Ele também diz que o aumento do custo dos grãos de qualidade inferior significa que o café de alta qualidade pode agora pode ser uma boa opção.
“Se você for a uma cafeteria especializada em Londres e tomar um café, em vez de um café na Costa Coffee (loja popular), a diferença (no preço) entre aquela xícara e o café especial é muito menor do que costumava ser.”
Mas há esperança de alívio de preços no horizonte.
Perdendo terreno futuro
A próxima safra de primavera no Brasil, que produz um terço do café do mundo, agora é “crucial”, de acordo com Croce.
“O que todos estão olhando é quando as chuvas retornarão”, diz ele.
“Se retornarem cedo, as plantas devem estar saudáveis o suficiente e a floração deve ser boa.”
Mas se as chuvas chegarem tarde, em outubro, ele acrescenta, as previsões de rendimento para a safra do próximo ano cairão e o estresse do mercado continuará.
A longo prazo, as mudanças climáticas representam sérios desafios para a indústria global de café.
Um estudo de 2022 concluiu que, mesmo se reduzirmos drasticamente as emissões de gases de efeito estufa, a área mais adequada para o cultivo de café pode cair 50% até 2050.
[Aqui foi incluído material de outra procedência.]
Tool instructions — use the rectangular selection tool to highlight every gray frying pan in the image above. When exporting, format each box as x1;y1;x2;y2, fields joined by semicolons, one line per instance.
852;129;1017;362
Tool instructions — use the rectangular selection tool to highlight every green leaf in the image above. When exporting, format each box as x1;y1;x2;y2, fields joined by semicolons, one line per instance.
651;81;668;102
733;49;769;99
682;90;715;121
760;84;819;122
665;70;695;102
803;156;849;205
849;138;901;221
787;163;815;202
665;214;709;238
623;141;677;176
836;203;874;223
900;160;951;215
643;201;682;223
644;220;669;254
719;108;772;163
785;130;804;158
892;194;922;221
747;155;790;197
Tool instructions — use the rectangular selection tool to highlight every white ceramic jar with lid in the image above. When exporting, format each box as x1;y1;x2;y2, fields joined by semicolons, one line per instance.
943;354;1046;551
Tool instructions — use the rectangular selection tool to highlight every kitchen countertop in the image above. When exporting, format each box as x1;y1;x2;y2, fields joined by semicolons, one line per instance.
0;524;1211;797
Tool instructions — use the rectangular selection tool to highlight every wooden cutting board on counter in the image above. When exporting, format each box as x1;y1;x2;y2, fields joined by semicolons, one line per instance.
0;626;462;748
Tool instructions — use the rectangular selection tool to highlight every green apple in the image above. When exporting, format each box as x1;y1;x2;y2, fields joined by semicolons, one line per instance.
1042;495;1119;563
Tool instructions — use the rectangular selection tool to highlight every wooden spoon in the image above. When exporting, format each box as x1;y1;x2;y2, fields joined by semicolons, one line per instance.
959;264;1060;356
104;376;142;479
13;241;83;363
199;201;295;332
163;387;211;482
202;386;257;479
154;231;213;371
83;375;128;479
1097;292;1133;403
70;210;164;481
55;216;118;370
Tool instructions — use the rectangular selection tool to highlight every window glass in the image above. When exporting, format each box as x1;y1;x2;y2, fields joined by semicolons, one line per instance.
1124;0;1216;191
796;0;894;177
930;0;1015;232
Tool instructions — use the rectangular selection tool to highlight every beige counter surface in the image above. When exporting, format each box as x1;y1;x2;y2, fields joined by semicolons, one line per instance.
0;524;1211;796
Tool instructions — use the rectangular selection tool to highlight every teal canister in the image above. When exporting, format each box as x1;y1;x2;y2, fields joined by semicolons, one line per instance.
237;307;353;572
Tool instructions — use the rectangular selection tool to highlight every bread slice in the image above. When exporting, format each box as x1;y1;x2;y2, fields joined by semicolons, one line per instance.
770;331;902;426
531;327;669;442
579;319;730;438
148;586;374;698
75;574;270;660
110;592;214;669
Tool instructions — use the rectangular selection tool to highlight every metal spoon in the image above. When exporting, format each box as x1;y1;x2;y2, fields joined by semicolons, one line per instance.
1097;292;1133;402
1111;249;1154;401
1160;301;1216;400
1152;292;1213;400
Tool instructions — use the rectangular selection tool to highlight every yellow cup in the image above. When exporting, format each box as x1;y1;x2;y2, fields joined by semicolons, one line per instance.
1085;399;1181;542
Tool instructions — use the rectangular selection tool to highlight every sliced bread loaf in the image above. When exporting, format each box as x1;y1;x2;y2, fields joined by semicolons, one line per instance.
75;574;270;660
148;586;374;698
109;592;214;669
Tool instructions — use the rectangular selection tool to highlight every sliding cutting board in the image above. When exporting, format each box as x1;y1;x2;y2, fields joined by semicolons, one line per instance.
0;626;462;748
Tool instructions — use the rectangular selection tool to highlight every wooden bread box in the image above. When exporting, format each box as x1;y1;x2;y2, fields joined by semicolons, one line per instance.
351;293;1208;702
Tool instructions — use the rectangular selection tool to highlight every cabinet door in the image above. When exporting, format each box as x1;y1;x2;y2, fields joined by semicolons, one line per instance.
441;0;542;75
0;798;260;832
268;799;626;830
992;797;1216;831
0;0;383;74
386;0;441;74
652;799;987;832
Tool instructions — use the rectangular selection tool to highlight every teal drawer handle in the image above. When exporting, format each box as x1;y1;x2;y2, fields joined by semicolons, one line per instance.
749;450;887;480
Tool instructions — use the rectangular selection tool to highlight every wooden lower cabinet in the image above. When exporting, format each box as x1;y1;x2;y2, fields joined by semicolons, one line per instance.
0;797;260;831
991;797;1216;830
Uma medida para proteger o futuro da indústria, que tem o apoio de Croce, é um “prêmio verde” — um pequeno imposto cobrado sobre o café dado aos fazendeiros para investir em práticas agrícolas regenerativas, que ajudam a proteger e sustentar a viabilidade das terras agrícolas.
Então, embora frutas com cheiro ruim sejam parcialmente responsáveis pelos aumentos de preços hoje — uma mudança climática pode, em última análise, prejudicar a acessibilidade do café nos próximos anos.